Abstract: In this article, I experiment with artful writing as a means of contemplating research with internationally educated female teachers. In doing so, I sit with, listen to, write from particular moments of the research process. I also compose found poems from words and phrases in the transcripts. My intention is to dwell with particular artifacts, rather than analyze or interpret them according to a theoretical framework. In this work, I consider Deleuze and Guattari’s writing about art and also Shambhala/Buddhist Chögyam Trungpa’s teachings about Dharma art—all of whom contend that art is a form of bodily attunement to and awareness of the physical world through perception, the senses, sensation rather than a means of expressing the self and/or representing something. In a broad sense, I am interested in how the practice of contemplation through artful writing might inform, transform the research process.

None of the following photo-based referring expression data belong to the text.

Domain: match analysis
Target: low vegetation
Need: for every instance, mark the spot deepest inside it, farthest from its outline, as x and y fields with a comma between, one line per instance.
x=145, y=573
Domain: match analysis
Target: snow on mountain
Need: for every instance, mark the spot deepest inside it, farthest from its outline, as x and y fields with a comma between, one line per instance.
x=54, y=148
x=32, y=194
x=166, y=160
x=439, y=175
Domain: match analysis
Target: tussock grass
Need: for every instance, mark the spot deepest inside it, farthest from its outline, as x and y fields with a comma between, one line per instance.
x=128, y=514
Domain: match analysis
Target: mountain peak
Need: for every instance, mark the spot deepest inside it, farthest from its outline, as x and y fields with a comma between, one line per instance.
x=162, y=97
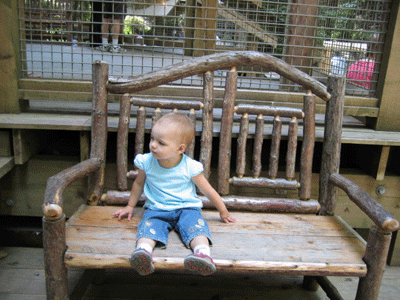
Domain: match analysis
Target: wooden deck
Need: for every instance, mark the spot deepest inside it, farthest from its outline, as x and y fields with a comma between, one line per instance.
x=22, y=277
x=259, y=243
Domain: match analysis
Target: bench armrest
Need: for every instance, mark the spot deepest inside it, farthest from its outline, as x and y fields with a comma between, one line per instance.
x=380, y=216
x=53, y=197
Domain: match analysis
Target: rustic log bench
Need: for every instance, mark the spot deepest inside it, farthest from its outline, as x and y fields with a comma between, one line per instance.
x=272, y=235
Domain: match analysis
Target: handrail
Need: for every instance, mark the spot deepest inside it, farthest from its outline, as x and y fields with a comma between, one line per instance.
x=53, y=197
x=379, y=215
x=217, y=61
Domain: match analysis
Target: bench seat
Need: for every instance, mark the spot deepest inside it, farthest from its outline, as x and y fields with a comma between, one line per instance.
x=290, y=244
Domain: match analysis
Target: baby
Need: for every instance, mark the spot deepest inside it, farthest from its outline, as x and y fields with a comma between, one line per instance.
x=168, y=179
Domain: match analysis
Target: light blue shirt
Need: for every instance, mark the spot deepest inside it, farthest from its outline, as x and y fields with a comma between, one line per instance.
x=169, y=188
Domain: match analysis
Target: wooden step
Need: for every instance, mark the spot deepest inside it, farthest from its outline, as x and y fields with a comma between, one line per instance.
x=287, y=243
x=6, y=164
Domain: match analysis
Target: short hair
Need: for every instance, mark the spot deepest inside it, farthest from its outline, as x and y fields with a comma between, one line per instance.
x=180, y=124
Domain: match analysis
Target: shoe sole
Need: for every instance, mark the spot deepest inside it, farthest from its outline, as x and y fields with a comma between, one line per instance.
x=199, y=265
x=142, y=263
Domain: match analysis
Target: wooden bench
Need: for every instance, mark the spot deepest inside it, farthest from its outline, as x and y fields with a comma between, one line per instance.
x=272, y=236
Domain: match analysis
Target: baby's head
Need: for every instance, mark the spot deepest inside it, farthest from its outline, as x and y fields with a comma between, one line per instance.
x=179, y=124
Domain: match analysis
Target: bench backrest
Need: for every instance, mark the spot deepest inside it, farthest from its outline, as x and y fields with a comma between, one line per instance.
x=230, y=111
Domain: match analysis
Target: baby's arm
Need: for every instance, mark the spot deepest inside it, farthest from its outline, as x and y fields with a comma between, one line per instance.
x=136, y=191
x=207, y=190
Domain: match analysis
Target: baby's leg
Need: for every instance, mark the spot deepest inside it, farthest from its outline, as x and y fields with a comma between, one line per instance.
x=141, y=259
x=200, y=261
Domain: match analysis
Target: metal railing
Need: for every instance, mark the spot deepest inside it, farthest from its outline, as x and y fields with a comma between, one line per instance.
x=61, y=38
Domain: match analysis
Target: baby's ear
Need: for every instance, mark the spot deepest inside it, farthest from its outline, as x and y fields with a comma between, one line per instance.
x=182, y=148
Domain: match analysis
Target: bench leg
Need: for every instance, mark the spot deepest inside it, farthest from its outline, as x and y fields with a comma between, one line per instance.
x=54, y=247
x=375, y=257
x=310, y=283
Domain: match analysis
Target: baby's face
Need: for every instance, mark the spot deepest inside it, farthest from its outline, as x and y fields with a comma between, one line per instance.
x=165, y=143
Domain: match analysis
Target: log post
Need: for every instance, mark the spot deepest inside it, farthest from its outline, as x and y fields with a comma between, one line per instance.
x=292, y=149
x=99, y=128
x=275, y=145
x=242, y=142
x=332, y=143
x=122, y=142
x=207, y=130
x=257, y=149
x=140, y=130
x=54, y=246
x=190, y=149
x=225, y=141
x=375, y=257
x=307, y=150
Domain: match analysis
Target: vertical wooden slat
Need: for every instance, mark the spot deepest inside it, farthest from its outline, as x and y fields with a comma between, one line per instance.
x=275, y=145
x=192, y=117
x=99, y=128
x=330, y=160
x=242, y=141
x=207, y=130
x=375, y=257
x=140, y=129
x=224, y=158
x=307, y=150
x=122, y=142
x=84, y=137
x=156, y=116
x=292, y=149
x=258, y=142
x=54, y=247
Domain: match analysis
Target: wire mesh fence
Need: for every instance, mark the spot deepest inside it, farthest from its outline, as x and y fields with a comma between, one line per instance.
x=61, y=38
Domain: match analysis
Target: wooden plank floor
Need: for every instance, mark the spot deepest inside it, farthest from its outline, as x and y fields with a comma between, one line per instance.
x=22, y=278
x=353, y=132
x=297, y=244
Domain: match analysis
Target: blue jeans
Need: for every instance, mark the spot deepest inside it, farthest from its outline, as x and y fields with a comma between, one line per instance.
x=187, y=222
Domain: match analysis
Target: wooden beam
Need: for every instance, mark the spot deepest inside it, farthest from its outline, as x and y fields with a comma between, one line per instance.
x=5, y=143
x=6, y=164
x=9, y=57
x=388, y=84
x=380, y=174
x=26, y=144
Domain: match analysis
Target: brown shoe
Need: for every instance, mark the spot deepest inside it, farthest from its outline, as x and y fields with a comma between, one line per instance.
x=142, y=262
x=200, y=263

Reviewer Comments: This is an exemplary paper—theoretically sophisticated, conceptually innovative, and heartfully engaging. The paper demonstrates/performs possibilities for creative and transdisciplinary dialogue that acknowledges connections between Buddhist philosophers’ Dharma art and Deleuze and Guattari’s writings about art, all in the service of pedagogy and research that are activist and transformative. The author’s practice of “dwelling with” research artifacts (rather than viewing them as objects for analysis) and responding through poetry is a truly ethical attitude towards the internationally educated female teachers with whom her research engaged. Marvelous work!

 

2011

 

Joe Norris, 2011
Brock University
Towards the use of the 'Great Wheel' as a model in determining the quality and merit of arts-based projects (research and instruction). International Journal of Education & the Arts, 12(Special Issue 1.7).
Abstract: Building upon a First Nations circle metaphor this paper explores how employing the interrelated concepts of pedagogy, poiesis, politics, and public positioning can provide a more holistic approach in designing and assessing arts-based projects be they for instructional and/or research purposes. It takes a ‘postmodern’ stance (Giroux, 1991), integrating Western and First Nations epistemologies to provide an organic framework that articulates how these and other concepts interrelate, providing a more inclusive model of assessment. First, it outlines a conceptual framework that follows Paula Underwood’s (2000) suggestion to use a “traditional medicine wheel for enabling learning and for gathering wisdom.” It then utilizes the constructed model to examine a few arts-based cases, indicating how each project will have its own particular emphasis within the various quadrants with unique characteristics.

Reviewer Comments: This is a superb paper that presents several significant conceptual ways to support arts pedagogy and arts-based inquiry. It is engaging and compelling, thoughtful and generous, evocative and provocative. His exploration of a holistic approach that adapts and honours the First Nations Medicine Wheel is highly creative, offering an alternative model for designing and assessing arts-based projects, with relevance for all those working in and through the arts. The paper is a mature and sophisticated work, based on a long commitment to the arts and education. The reviewers particularly appreciated the way the paper reviews a wide range of scholars and scholarship, and presents both theoretical perspectives and exemplars for consideration. Outstanding!